Time anyone? Have you recently been to a Major League or Minor League Baseball game? How about a college baseball game? High school baseball game? Little League baseball game?

Did you have time on your hands to go? In an absolute world, baseball is proven against time.

It is the only team game that doesn't have a time clock. No worries about the end of the first half, or quarter. No shot clock. Can you imagine a pitcher having to get off his next pitch within a certain period of time or there was an infraction of some sort. How about the batter having to get into the batters box before a shot clock expired?

Baseball has proven against time. It is the grand old game, our national past time. No worries about what time the game will end. When it's over, it's over. It may be a pitchers duel that lasts only a couple of hours or it may be an extra inning affair that goes into the wee hours of the morning. No one cares how long it takes.

The batter adjusting his batting gloves, the pitcher picking up the rosin bag, a stroll over to the pitcher's mound by a fellow infielder to talk strategy and the ball being tossed around the infield as an out has just been made. These are just a few of the nuances that take place during a single baseball game.
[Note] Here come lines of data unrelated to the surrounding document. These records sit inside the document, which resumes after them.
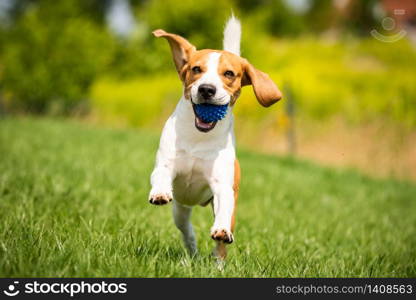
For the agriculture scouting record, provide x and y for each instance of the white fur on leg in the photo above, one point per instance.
(182, 216)
(232, 35)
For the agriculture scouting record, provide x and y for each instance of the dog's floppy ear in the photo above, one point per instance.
(181, 48)
(266, 91)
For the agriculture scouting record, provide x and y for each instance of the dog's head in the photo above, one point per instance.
(216, 76)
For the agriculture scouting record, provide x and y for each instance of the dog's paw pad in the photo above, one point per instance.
(160, 199)
(222, 235)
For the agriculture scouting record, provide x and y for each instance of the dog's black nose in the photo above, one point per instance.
(207, 91)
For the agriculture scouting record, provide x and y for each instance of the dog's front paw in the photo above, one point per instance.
(160, 198)
(223, 235)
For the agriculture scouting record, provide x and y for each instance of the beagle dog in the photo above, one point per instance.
(196, 162)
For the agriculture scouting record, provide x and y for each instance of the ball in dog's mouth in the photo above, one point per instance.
(207, 115)
(203, 126)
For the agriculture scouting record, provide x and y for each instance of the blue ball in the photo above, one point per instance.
(210, 113)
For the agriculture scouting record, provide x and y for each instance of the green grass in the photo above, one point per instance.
(73, 202)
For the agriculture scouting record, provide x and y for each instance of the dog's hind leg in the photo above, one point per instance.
(182, 218)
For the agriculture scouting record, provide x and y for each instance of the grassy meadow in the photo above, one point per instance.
(73, 202)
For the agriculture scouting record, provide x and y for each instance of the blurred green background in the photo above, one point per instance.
(350, 98)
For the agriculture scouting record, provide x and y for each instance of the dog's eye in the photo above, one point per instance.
(196, 70)
(229, 74)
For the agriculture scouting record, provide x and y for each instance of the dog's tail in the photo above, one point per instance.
(232, 35)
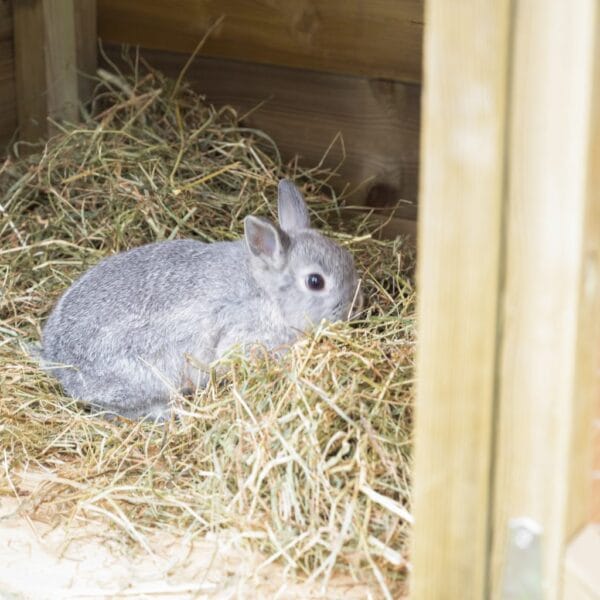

The funny thing is, this takes place at any level of competition. Only the ages, faces, towns, cities and teams take the stage. Baseball does not need a time clock, nor will it ever need one. It is fine just as it is. If there is ever a clock used in baseball, it will be the one that everyone looks back on to see how baseball has progressed through the ages and will continue into the future.